After Trump’s speech at the Bitcoin Conference, BTC tested the USD 70,000 range on Monday but was rejected after the US government dampened bullishness by moving USD 2 billion worth of BTC to Coinbase Prime. On Wednesday, Arkham reported that over 34,800 BTC had been moved to BitGo addresses, which caused BTC to drop to just above USD 65,000 during the US session. Following the FOMC conclusion and rising Middle East tensions, BTC fell to USD 63,500 overnight, then further to USD 62,300 yesterday after weak US macro data releases. However, it rebounded to USD 65,600 during yesterday’s US after-hours following earnings reports from Apple and Coinbase; it is currently trading above USD 64,000.

ETHBTC tested the 0.05 level on Tuesday and Wednesday, achieving positive net ETF flows on Tuesday of USD 33.7 million. However, with the general decline of the crypto market and ETHE selling continuing (at a slower pace for the last four days), ETHBTC went back to 0.049 with USD 3.080 holding as the first level of support.

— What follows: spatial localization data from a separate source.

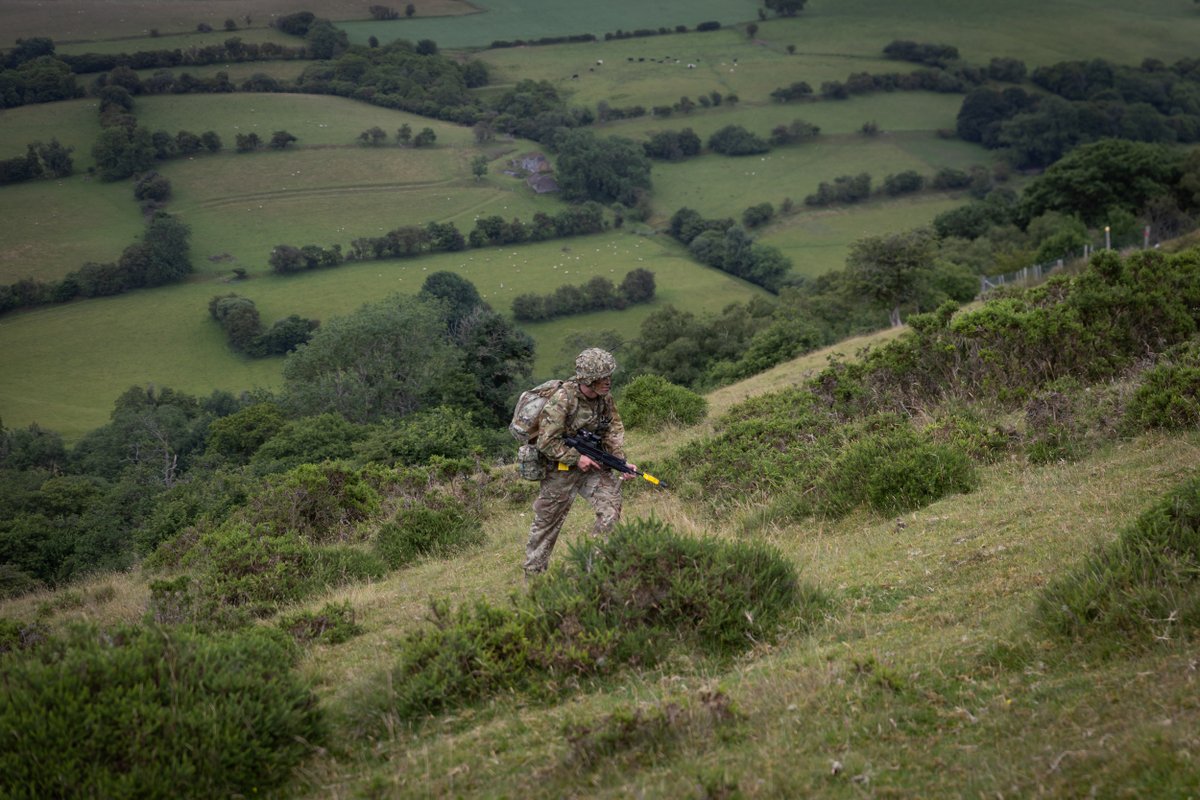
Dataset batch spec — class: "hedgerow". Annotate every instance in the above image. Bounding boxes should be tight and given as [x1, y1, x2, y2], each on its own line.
[0, 624, 323, 799]
[344, 518, 823, 733]
[1035, 475, 1200, 652]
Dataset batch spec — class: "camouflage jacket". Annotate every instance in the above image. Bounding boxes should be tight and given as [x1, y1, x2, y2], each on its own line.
[535, 380, 625, 466]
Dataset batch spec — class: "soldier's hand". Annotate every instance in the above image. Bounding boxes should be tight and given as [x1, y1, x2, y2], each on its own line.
[619, 463, 637, 481]
[578, 455, 601, 472]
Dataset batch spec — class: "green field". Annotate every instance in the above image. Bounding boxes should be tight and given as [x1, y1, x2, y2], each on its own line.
[479, 29, 902, 109]
[132, 61, 311, 85]
[340, 0, 762, 50]
[53, 26, 301, 56]
[646, 131, 983, 219]
[0, 98, 103, 169]
[0, 177, 144, 284]
[760, 194, 972, 277]
[0, 231, 766, 440]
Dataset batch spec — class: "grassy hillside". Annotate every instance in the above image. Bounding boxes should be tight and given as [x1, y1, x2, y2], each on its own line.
[6, 320, 1197, 797]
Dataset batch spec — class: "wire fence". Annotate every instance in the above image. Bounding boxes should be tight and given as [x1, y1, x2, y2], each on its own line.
[979, 226, 1158, 293]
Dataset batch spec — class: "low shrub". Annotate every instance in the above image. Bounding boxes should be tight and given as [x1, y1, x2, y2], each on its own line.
[279, 601, 362, 645]
[349, 518, 822, 731]
[187, 524, 317, 616]
[1035, 475, 1200, 651]
[246, 462, 382, 543]
[562, 688, 739, 772]
[1124, 350, 1200, 432]
[0, 624, 323, 799]
[619, 374, 708, 431]
[373, 495, 483, 568]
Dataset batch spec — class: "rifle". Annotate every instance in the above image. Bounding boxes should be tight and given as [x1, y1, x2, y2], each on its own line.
[562, 429, 665, 488]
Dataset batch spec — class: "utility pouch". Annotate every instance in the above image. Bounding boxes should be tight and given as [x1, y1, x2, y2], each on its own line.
[516, 443, 547, 481]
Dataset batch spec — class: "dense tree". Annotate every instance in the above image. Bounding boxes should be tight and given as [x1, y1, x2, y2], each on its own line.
[91, 125, 155, 180]
[419, 271, 486, 324]
[554, 129, 651, 205]
[412, 127, 437, 147]
[708, 125, 770, 155]
[765, 0, 807, 17]
[269, 130, 297, 149]
[845, 228, 937, 327]
[1020, 139, 1183, 225]
[280, 295, 464, 423]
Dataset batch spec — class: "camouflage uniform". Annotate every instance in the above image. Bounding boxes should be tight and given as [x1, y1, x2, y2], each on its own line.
[524, 351, 626, 575]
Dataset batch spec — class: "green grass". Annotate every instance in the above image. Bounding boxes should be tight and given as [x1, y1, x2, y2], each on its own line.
[132, 61, 312, 85]
[0, 98, 103, 169]
[0, 175, 145, 284]
[339, 0, 763, 49]
[0, 0, 388, 42]
[0, 231, 766, 440]
[134, 93, 479, 149]
[479, 30, 913, 111]
[758, 194, 973, 278]
[53, 26, 299, 56]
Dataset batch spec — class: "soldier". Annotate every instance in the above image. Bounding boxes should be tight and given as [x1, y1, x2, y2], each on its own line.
[523, 347, 636, 576]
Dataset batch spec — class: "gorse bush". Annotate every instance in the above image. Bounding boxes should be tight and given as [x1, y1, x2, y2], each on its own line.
[246, 462, 382, 543]
[279, 600, 363, 645]
[671, 402, 976, 520]
[618, 374, 708, 431]
[1035, 475, 1200, 652]
[347, 518, 822, 733]
[373, 495, 484, 568]
[0, 624, 323, 799]
[1123, 339, 1200, 432]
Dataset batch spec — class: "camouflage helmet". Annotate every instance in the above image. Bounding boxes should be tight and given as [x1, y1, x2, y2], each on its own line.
[574, 348, 617, 383]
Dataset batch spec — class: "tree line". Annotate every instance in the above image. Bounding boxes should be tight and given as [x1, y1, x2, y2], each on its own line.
[667, 208, 792, 292]
[0, 214, 193, 316]
[267, 203, 609, 277]
[511, 268, 656, 322]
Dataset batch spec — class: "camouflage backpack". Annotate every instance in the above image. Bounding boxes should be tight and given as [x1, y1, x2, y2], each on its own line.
[508, 379, 565, 444]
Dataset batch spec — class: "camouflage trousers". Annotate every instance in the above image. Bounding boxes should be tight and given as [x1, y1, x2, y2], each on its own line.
[523, 464, 622, 575]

Also, Solana went to USD 157.5 after it lost its support level of USD 172; it is currently trading above USD 160.

The 30-day BTC ATM implied volatility fell from 60% to 46% (-14% WoW) and the 30-day ETH ATM implied volatility fell from 65% to 52% (-13% WoW). The 25-delta skew declined but stayed positive across all time frames for BTC while for ETH it has turned negative across time frames from 0-30 days, which can still be attributed to Grayscale outflows and the general market downturn this week.

On the macro side, on Tuesday, the German monthly CPI rose to 0.3% in July, and CPI YoY increased to 2.3%. The US CB consumer confidence index improved with 100.3 in July, while US JOLTS job openings fell slightly to 8.184 million in June, exceeding estimates of around 8.020 million.

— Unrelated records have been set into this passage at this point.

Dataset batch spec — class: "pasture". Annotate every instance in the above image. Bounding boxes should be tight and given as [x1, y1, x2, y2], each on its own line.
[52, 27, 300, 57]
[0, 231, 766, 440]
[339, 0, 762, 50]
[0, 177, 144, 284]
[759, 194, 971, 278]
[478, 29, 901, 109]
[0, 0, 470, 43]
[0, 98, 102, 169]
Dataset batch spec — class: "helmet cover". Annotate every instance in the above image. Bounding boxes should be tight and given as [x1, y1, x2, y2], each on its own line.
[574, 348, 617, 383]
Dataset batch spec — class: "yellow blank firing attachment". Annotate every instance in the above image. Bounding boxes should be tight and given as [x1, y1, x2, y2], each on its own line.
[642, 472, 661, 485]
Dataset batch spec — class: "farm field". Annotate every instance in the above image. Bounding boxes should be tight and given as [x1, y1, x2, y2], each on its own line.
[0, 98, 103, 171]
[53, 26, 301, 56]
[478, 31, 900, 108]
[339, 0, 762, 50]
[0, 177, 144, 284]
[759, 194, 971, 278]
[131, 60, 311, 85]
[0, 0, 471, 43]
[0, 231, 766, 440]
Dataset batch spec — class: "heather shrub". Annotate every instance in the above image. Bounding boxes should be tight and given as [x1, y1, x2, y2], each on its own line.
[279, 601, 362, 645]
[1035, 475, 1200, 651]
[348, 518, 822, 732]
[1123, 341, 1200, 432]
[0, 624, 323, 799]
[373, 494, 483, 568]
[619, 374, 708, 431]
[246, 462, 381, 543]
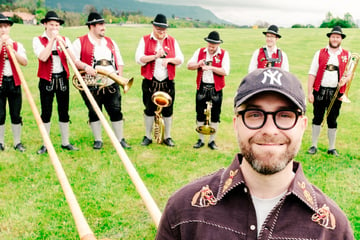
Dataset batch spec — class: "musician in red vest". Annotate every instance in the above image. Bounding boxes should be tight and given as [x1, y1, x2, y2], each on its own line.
[307, 26, 351, 157]
[248, 25, 289, 73]
[0, 13, 27, 152]
[73, 12, 131, 150]
[33, 11, 78, 154]
[135, 13, 184, 147]
[187, 31, 230, 150]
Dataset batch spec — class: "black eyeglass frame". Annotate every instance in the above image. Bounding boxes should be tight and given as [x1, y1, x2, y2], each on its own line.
[236, 108, 303, 130]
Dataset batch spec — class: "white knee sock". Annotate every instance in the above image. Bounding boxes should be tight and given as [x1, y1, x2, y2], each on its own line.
[90, 121, 102, 141]
[144, 115, 154, 139]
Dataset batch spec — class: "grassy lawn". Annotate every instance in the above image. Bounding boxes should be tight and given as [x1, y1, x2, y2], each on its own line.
[0, 25, 359, 239]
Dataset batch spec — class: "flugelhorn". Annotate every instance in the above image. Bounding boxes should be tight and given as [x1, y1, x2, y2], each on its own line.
[322, 52, 360, 126]
[72, 68, 134, 93]
[196, 101, 216, 135]
[151, 91, 172, 144]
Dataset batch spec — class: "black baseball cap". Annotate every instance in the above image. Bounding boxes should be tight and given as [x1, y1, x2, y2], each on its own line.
[234, 68, 306, 112]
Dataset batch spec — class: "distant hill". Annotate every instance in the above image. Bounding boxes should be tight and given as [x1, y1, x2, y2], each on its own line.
[45, 0, 231, 25]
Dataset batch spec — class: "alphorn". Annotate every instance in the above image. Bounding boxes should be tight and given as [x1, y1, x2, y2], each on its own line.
[6, 44, 97, 240]
[57, 41, 162, 227]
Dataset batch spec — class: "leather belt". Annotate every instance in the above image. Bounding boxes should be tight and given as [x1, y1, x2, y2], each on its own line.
[95, 59, 112, 66]
[326, 64, 338, 71]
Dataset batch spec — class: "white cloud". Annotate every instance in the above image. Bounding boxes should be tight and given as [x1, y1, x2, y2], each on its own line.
[138, 0, 360, 27]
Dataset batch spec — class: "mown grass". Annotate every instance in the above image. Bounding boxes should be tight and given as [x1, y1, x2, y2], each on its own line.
[0, 25, 359, 239]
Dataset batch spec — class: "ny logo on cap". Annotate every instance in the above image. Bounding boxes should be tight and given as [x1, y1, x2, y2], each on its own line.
[261, 69, 283, 86]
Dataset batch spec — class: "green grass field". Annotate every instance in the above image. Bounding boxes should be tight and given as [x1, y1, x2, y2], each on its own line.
[0, 24, 359, 239]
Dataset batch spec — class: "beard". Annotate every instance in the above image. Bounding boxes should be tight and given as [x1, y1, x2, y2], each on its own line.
[240, 134, 297, 175]
[329, 40, 340, 49]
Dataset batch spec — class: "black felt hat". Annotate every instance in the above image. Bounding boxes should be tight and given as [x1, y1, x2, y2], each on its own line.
[40, 11, 64, 25]
[86, 12, 105, 25]
[151, 14, 168, 28]
[262, 25, 281, 38]
[204, 31, 223, 44]
[326, 26, 346, 39]
[0, 13, 13, 26]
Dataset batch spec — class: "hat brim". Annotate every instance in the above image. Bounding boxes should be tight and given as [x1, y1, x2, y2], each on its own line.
[326, 32, 346, 39]
[41, 18, 64, 25]
[204, 38, 223, 44]
[262, 31, 281, 38]
[0, 19, 13, 26]
[152, 21, 168, 28]
[235, 88, 304, 112]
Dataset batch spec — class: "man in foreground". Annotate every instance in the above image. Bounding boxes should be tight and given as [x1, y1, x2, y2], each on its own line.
[156, 68, 354, 239]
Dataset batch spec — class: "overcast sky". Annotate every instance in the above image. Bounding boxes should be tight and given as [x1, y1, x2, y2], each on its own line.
[138, 0, 360, 27]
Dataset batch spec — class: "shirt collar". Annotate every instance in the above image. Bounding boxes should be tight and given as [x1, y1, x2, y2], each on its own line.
[217, 154, 320, 213]
[326, 45, 343, 54]
[203, 46, 222, 56]
[264, 45, 278, 54]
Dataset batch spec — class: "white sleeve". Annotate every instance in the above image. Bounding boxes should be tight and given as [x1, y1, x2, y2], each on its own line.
[248, 49, 259, 73]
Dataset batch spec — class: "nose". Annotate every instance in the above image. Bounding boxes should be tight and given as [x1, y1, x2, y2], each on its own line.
[261, 114, 279, 133]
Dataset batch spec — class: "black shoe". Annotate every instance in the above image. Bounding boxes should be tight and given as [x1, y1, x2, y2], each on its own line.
[93, 141, 103, 150]
[193, 139, 205, 149]
[141, 136, 152, 146]
[307, 146, 317, 155]
[14, 143, 26, 152]
[0, 143, 4, 151]
[327, 149, 339, 157]
[120, 138, 131, 149]
[37, 145, 47, 154]
[61, 144, 79, 151]
[163, 138, 175, 147]
[208, 141, 218, 150]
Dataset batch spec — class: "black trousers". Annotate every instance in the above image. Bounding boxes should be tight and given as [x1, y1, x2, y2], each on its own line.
[195, 82, 222, 123]
[142, 78, 175, 117]
[80, 83, 123, 122]
[39, 72, 69, 123]
[312, 87, 342, 128]
[0, 76, 22, 125]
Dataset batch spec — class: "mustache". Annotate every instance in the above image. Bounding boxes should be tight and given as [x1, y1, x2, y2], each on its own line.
[249, 134, 290, 145]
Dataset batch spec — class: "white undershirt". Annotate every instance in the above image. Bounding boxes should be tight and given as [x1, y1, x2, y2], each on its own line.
[251, 191, 286, 236]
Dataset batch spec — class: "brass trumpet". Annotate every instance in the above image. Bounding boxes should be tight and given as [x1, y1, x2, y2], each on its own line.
[151, 91, 172, 144]
[322, 53, 360, 126]
[72, 68, 133, 93]
[196, 101, 216, 135]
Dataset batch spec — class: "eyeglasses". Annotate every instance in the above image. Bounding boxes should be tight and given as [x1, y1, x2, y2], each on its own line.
[237, 109, 303, 130]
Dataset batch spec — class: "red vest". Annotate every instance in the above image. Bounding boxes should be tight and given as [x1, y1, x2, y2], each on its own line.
[37, 36, 70, 81]
[257, 48, 283, 68]
[141, 34, 176, 80]
[196, 47, 226, 91]
[313, 48, 349, 93]
[78, 35, 119, 70]
[0, 42, 20, 86]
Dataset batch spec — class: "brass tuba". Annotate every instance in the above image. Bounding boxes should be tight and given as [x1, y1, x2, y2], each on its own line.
[151, 91, 172, 144]
[196, 101, 216, 135]
[72, 68, 134, 93]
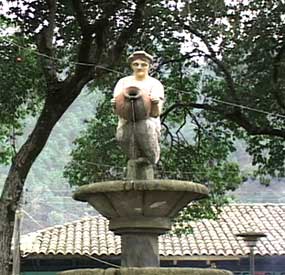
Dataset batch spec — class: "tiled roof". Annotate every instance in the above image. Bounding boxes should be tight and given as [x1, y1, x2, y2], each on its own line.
[21, 204, 285, 258]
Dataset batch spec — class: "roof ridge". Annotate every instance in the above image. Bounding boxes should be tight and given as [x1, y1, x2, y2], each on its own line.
[227, 203, 285, 205]
[20, 204, 285, 258]
[21, 204, 285, 236]
[21, 214, 105, 236]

On Wednesday, the Bank of Japan announced an interest rate hike to 0.25% and a reduction in bond purchases. Meanwhile, the Federal Reserve maintained its key interest rate, hinting at a possible rate cut in September if inflation data remains favourable. Traders are now pricing in a 70% chance of a 25 bps rate cut and a 30% chance of a 50 bps cut, with no likelihood of no rate cut in September.

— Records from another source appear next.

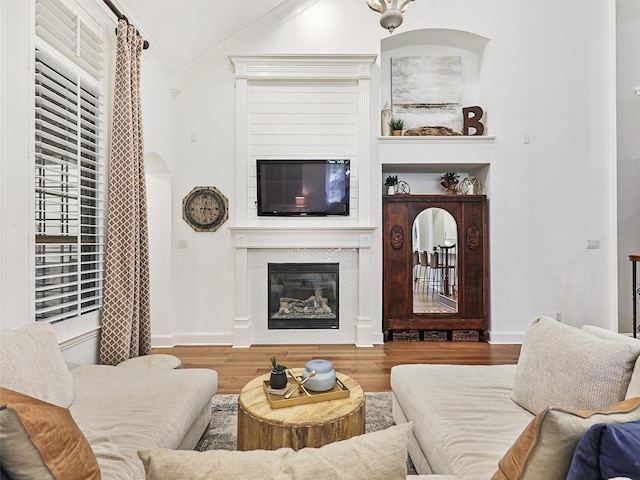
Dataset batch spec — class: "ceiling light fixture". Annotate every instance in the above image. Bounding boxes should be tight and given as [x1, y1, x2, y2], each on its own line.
[367, 0, 415, 34]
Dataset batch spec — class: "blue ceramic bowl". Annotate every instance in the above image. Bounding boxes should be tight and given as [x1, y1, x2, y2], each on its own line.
[302, 359, 336, 392]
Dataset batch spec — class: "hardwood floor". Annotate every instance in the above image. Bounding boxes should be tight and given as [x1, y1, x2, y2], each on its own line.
[153, 342, 521, 394]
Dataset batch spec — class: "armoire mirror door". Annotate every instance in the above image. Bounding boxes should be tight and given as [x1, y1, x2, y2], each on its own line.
[383, 194, 488, 340]
[412, 208, 459, 314]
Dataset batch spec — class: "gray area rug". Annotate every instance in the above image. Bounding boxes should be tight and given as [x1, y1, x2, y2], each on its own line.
[195, 392, 417, 474]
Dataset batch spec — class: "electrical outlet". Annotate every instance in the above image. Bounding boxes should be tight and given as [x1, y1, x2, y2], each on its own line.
[586, 239, 599, 249]
[555, 311, 562, 322]
[178, 240, 188, 249]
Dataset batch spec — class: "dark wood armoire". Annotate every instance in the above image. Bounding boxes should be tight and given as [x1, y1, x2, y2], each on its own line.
[383, 194, 489, 339]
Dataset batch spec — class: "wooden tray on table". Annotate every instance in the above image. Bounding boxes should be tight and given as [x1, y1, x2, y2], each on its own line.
[262, 376, 350, 409]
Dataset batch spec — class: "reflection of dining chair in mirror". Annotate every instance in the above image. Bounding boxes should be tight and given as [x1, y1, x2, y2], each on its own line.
[428, 251, 442, 297]
[412, 251, 420, 286]
[419, 251, 429, 292]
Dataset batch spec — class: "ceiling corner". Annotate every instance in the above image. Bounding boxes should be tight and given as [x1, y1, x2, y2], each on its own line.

Yesterday’s economic data raised concerns about a hard landing and a weaker economy, with traders now pricing in three rate cuts by the end of the year. The US ISM Manufacturing PMI came in at 46.8 (expected 48.8), hitting an eight-month low for July, and Initial Jobless Claims reached their highest numbers since June of last year. Markets rebounded in the US afterhours with better-than-expected earnings from Apple, despite lower-than-expected revenues in the Greater China region, and positive results from Coinbase.

This afternoon, all eyes will be on US NFPs and unemployment rates, providing further insights into the current state of the economy.